第114話 ヌンク・ディミッティス

文字数 720文字

「こんなに雨が降るなんてね」
 窓の外をうらめしそうに眺めるマリア。

「マリアが暑さをなんとかして欲しいって言ったからじゃない?」
 メシヤが茶々を入れる。

「週間天気予報もずっと傘マークですわ」
 スマホをチェックするレマ。
 エリがのぞき込んで顔を(しか)める。

「ホントに参った。
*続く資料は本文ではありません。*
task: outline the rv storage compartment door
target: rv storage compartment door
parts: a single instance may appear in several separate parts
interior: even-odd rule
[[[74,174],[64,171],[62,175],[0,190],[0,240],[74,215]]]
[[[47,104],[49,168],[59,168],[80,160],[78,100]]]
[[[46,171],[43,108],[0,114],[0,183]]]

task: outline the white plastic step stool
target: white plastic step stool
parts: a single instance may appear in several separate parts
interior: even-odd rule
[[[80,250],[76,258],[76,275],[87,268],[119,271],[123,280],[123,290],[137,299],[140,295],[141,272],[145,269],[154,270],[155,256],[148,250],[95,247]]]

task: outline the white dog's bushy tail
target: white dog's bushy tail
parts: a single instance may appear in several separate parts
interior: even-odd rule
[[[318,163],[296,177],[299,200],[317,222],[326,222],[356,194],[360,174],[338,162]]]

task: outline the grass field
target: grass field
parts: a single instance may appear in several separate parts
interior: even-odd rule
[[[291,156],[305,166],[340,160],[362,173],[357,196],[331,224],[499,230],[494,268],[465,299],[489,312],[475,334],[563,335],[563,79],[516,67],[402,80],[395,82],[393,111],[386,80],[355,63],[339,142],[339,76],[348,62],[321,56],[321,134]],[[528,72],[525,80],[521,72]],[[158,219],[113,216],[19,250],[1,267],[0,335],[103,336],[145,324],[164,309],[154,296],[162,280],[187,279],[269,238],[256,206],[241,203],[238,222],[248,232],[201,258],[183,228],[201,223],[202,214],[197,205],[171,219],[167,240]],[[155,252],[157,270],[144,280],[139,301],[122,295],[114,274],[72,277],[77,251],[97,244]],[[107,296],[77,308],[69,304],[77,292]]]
商売あがったりだぜ」
 十九川工務店にとっては、死活問題だ。

「各地で深刻な被害も出ています」
 日本はレマの第二の故郷だ。

「雨乞いってあるけド、晴れ乞いはないのかナ?」
 エリがなにやら思いついた。

「エリ、それだ!」
 メシヤが"正解"のジェスチャーをした。

「奈良県の生蓮寺(しょうれんじ)というお寺で、てるてる坊主を祀って晴れ乞いをしているそうですわ」
 レマがすぐ調べを付けた。

「へえ、妊娠祈願や安産祈願もしているのね」
 日本の出生数は減少傾向である。

「隣の県だし、奈良まで行くのもいいなあ」
 メシヤがワーゲンバスの手配をイエスに頼んだ。
新首都圏は、京都・奈良・滋賀・三重の四県にまたがった、畿央エリアである。

「柿がたべたいネ!」
 エリは日本の果物に目が無い。

「柿はまだ早いかなあ? フルーツ好きなら、クラレットポンチとかオススメだよ」
 メシヤは自分の好きなモノを言っているだけで、旅先にあるかは調べていない。

「まだまだバナナジュースも根強い人気ね」
 マリアの好物だが、バナナと柿では、合戦が始まりそうだ。

「奈良の建造物は、俺もまだまだ学ばなければいけないことだらけだ」
 イエスの目線は、食べ物より建築に向いている。

「私は大仏プリンをいただきたいですわ!」
 双子は嗜好も似ている。

「この雨が終わったら、めっきり秋っぽくなるんでしょうね」
 マリアが感傷にふける。短い夏であった。